Washington City Paper | August 14, 2006
Girl Talk

Illegal Art

There’s nothing particularly new about the new album by Girl Talk, aka Pittsburgh producer Greg Gillis, which stitches hundreds of songs—classic and indie rock, hip-hop, dancehall, R&B, and pretty much any genre of pop music from the last 40 years—into a party mix to end all party mixes. It is, in a sense, just another collection of mash-ups. You remember those, right? In 2001, an English dude calling himself Freelance Hellraiser combined instrumental passages of the Strokes’ “Hard to Explain” with an a capella version of Christina Aguilera’s “Genie in a Bottle.” The resultant “A Stroke of Genius” circled the world via file-sharing networks.
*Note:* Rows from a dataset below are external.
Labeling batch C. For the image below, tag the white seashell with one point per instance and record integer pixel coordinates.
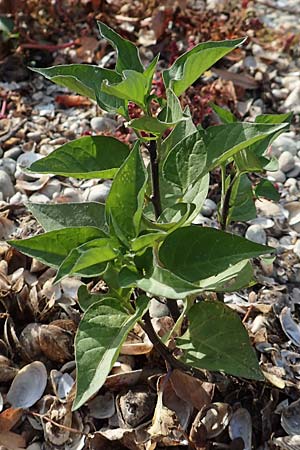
(289, 326)
(216, 418)
(28, 386)
(102, 406)
(290, 418)
(241, 427)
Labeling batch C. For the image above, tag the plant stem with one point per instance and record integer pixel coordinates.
(168, 356)
(155, 197)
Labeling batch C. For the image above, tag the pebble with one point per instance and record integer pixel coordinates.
(256, 233)
(13, 152)
(99, 192)
(158, 309)
(286, 162)
(103, 124)
(9, 166)
(208, 208)
(6, 186)
(296, 248)
(277, 175)
(285, 142)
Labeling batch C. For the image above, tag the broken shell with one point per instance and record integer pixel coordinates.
(7, 371)
(102, 406)
(289, 326)
(30, 341)
(28, 385)
(288, 442)
(215, 418)
(56, 343)
(290, 418)
(240, 426)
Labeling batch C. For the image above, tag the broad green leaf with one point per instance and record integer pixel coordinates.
(146, 240)
(225, 115)
(85, 79)
(194, 253)
(86, 157)
(242, 206)
(64, 215)
(86, 298)
(101, 333)
(133, 87)
(172, 114)
(192, 64)
(181, 130)
(186, 161)
(162, 282)
(274, 118)
(266, 189)
(217, 340)
(88, 259)
(224, 141)
(127, 53)
(52, 248)
(125, 200)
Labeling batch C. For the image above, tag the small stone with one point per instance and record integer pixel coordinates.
(256, 233)
(6, 186)
(103, 124)
(9, 165)
(13, 152)
(34, 136)
(39, 198)
(277, 176)
(99, 192)
(286, 162)
(158, 309)
(296, 248)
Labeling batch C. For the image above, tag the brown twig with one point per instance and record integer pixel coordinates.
(58, 425)
(168, 356)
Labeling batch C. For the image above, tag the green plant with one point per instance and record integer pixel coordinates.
(143, 242)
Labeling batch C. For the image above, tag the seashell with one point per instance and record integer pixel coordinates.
(122, 380)
(28, 385)
(7, 371)
(290, 418)
(289, 326)
(30, 341)
(62, 384)
(56, 343)
(102, 406)
(288, 442)
(240, 426)
(215, 418)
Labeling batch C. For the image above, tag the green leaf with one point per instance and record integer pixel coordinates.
(266, 189)
(225, 115)
(192, 64)
(224, 141)
(146, 240)
(134, 87)
(88, 259)
(86, 299)
(52, 248)
(84, 79)
(127, 53)
(101, 333)
(64, 215)
(186, 160)
(242, 206)
(86, 157)
(217, 340)
(274, 118)
(194, 253)
(125, 200)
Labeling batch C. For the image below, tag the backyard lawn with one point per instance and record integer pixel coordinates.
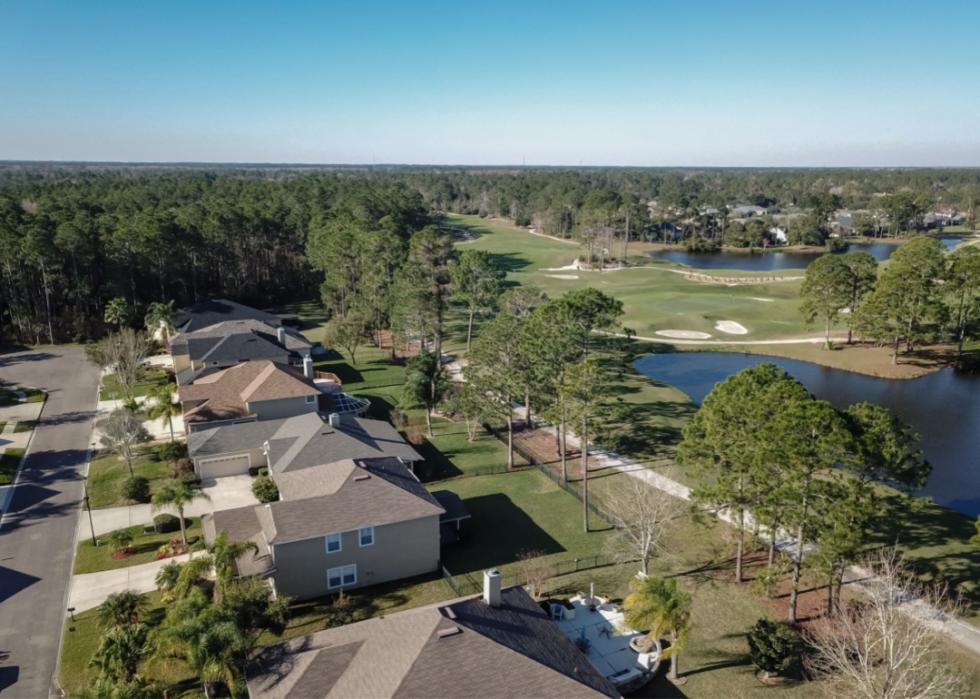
(107, 473)
(9, 461)
(91, 559)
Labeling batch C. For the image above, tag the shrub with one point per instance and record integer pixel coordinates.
(164, 524)
(190, 478)
(775, 648)
(136, 489)
(264, 489)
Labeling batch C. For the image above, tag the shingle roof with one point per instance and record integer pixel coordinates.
(311, 441)
(242, 524)
(223, 395)
(206, 313)
(513, 650)
(346, 495)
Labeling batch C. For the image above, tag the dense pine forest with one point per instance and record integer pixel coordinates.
(74, 237)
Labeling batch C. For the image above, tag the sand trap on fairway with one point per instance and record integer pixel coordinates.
(684, 334)
(730, 327)
(572, 265)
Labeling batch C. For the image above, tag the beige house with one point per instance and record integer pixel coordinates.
(294, 443)
(339, 526)
(498, 646)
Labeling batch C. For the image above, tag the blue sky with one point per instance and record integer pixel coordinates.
(559, 83)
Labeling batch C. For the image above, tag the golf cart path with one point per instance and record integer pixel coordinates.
(955, 629)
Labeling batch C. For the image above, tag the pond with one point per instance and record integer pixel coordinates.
(943, 407)
(768, 261)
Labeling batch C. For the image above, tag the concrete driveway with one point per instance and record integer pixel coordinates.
(225, 493)
(37, 532)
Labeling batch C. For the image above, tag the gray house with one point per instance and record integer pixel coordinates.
(498, 646)
(230, 342)
(207, 313)
(294, 443)
(337, 526)
(256, 390)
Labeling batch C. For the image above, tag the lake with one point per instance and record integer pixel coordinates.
(943, 407)
(768, 261)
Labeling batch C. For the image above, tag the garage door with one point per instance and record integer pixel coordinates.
(223, 466)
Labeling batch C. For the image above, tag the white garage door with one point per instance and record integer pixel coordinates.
(223, 466)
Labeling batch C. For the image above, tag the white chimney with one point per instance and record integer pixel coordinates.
(491, 587)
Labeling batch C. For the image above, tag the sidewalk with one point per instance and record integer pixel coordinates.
(90, 590)
(225, 493)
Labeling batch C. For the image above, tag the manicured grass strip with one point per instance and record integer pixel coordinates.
(9, 461)
(92, 559)
(149, 378)
(107, 473)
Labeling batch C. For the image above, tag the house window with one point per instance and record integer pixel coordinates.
(341, 576)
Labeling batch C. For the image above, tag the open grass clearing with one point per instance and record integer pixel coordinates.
(149, 379)
(108, 472)
(92, 559)
(9, 463)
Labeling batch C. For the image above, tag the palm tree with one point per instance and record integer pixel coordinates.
(121, 609)
(163, 405)
(178, 495)
(658, 604)
(160, 316)
(119, 653)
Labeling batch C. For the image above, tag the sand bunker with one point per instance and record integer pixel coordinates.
(684, 334)
(730, 327)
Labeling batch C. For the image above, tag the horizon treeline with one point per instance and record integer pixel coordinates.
(74, 237)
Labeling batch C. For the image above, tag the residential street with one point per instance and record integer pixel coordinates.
(37, 533)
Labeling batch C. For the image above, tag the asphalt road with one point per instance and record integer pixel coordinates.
(37, 533)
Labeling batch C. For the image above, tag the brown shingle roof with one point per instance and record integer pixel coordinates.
(224, 394)
(509, 651)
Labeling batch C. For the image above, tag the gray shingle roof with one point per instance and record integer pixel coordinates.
(354, 495)
(206, 313)
(509, 651)
(310, 441)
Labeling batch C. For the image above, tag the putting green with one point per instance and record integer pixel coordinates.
(655, 297)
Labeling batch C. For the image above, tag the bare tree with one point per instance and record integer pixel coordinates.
(122, 431)
(535, 571)
(644, 518)
(888, 646)
(122, 353)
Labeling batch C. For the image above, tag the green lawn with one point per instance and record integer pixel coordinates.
(91, 559)
(149, 379)
(107, 472)
(8, 397)
(9, 461)
(654, 298)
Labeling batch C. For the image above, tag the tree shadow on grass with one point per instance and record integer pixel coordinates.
(497, 533)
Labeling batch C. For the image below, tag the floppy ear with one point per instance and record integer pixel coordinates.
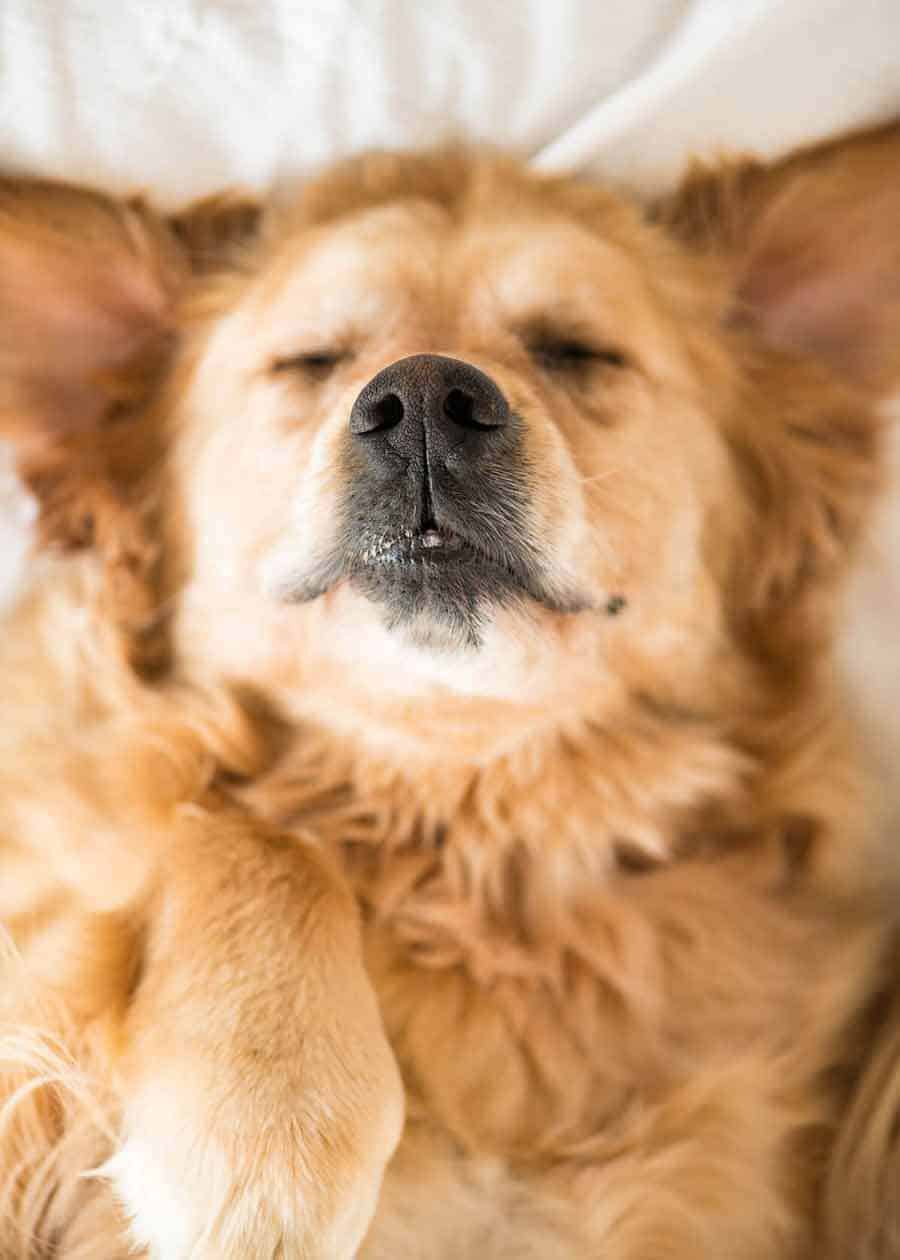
(813, 245)
(88, 292)
(90, 287)
(87, 289)
(809, 250)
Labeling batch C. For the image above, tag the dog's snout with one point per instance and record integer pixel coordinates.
(427, 401)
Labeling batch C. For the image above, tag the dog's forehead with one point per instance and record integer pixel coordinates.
(416, 250)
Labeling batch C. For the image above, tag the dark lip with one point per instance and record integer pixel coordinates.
(431, 544)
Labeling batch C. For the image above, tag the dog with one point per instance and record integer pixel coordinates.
(430, 822)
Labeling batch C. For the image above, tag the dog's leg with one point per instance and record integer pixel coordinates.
(261, 1099)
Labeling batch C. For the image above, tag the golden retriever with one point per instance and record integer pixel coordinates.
(429, 820)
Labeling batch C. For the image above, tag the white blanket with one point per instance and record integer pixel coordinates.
(183, 97)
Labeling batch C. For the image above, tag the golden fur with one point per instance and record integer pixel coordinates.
(608, 893)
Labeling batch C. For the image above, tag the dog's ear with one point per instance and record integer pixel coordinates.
(808, 250)
(90, 296)
(813, 248)
(90, 290)
(87, 286)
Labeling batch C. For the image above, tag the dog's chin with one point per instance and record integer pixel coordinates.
(435, 589)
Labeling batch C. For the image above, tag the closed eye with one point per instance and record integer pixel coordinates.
(315, 364)
(572, 354)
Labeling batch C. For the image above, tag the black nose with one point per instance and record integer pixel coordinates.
(426, 406)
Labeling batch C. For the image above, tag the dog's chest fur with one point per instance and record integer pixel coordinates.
(556, 954)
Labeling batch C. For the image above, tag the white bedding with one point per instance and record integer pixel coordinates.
(182, 97)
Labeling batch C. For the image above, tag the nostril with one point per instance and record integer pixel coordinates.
(387, 412)
(459, 407)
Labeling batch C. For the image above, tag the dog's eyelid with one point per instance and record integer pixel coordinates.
(569, 345)
(311, 362)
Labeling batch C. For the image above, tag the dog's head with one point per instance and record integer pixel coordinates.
(443, 431)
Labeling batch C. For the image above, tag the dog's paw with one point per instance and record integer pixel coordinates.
(223, 1174)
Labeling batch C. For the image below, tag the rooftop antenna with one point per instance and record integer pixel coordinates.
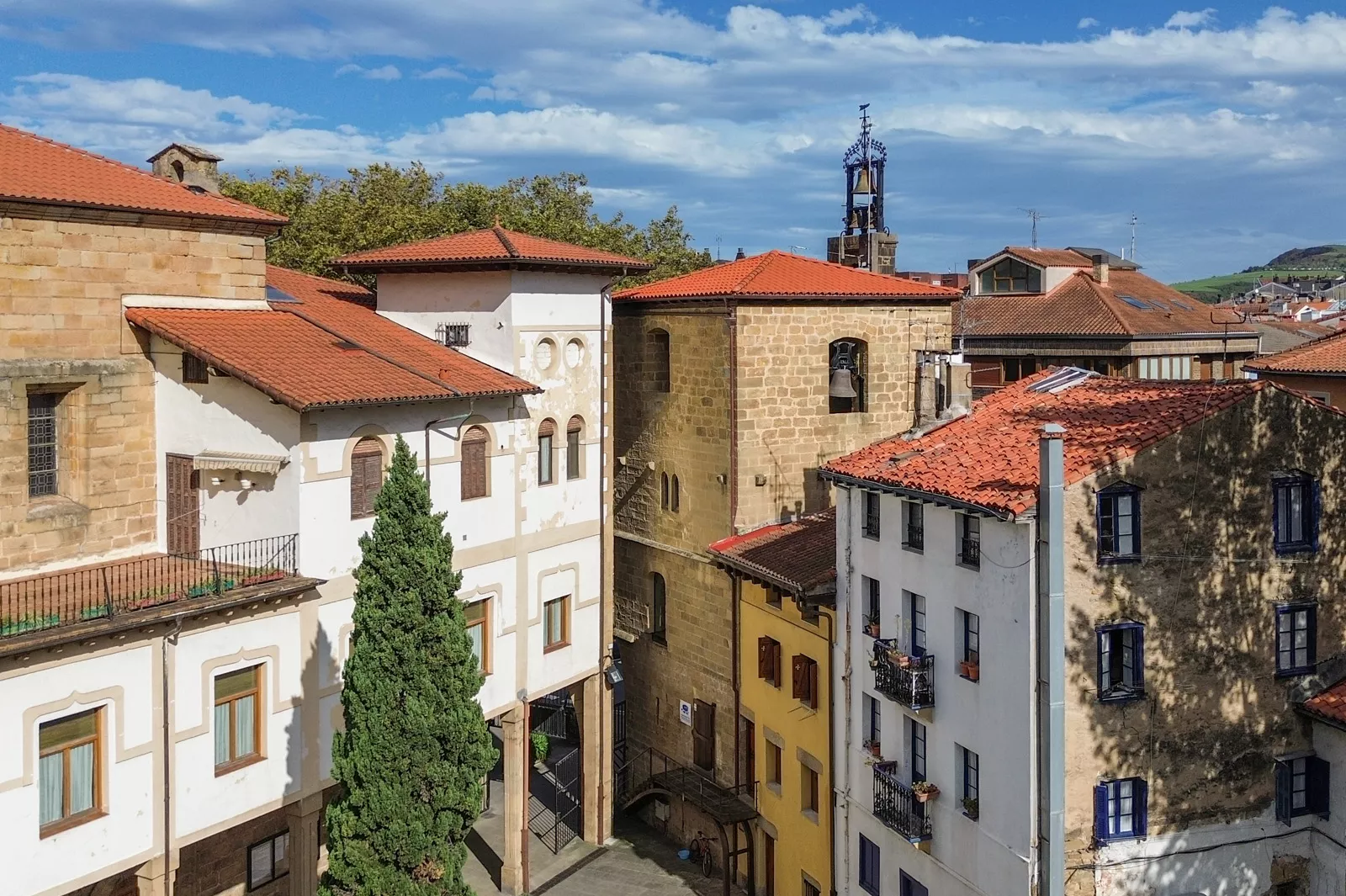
(1034, 215)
Soon, magazines were doing trend pieces, and production crews such as Belgium’s 2 Many DJs and Philadelphia’s Hollertronix made careers out of cheeky musical juxtapositions. Even with the hype, mash-ups remained an egalitarian form, because anyone could make one—all you needed to make one was a computer and widely available software. That led, inevitability, to a problem: almost everyone did make one. Sites like the early MP3 blog Boomselection offered zillions of new mash-ups from around the globe, most of which weren’t worth listening to twice. Forgotten in the blizzard of mediocrity was the notion that, like figure skating, mash-ups hinge on degree of difficulty. Night Ripper is a triple Salchow-double toe combination, a fan-friendly mix on which many (but not all) of the samples are obvious, and the transitions are never so jarring as to annoy. There are moments of unexpected poignancy, as when Elton John’s piano from “Tiny Dancer” underpins the Notorious B.I.G.’s rap on “Juicy,” the sadness and nostalgia of the keyboard line amplifying the rapper’s early hardscrabble days. The swarm of guitar and organ from Boston’s “Foreplay” snakes under Ludacris’ “Pimpin’ All Over the World”; the guitar from the Pixies’ “Where Is My Mind” backs Nas on “Hate Me Now.” Gillis’ affinity for easily identifiable snippets keeps Night Ripper from being exhausting in a bad way—after 40 minutes, you’ll definitely feel like you’ve stayed up all night, but only because you were having fun. And judging from some flagrant lawsuit-baiting here (the Rolling Stones snippet that landed the Verve in hot water when they sampled it for “Bitter Sweet Symphony” appears early on, backing the Ying Yang Twins’ “Wait”), Night Ripper may not be around much longer—legally, anyway. There wouldn’t be anything new about that, either.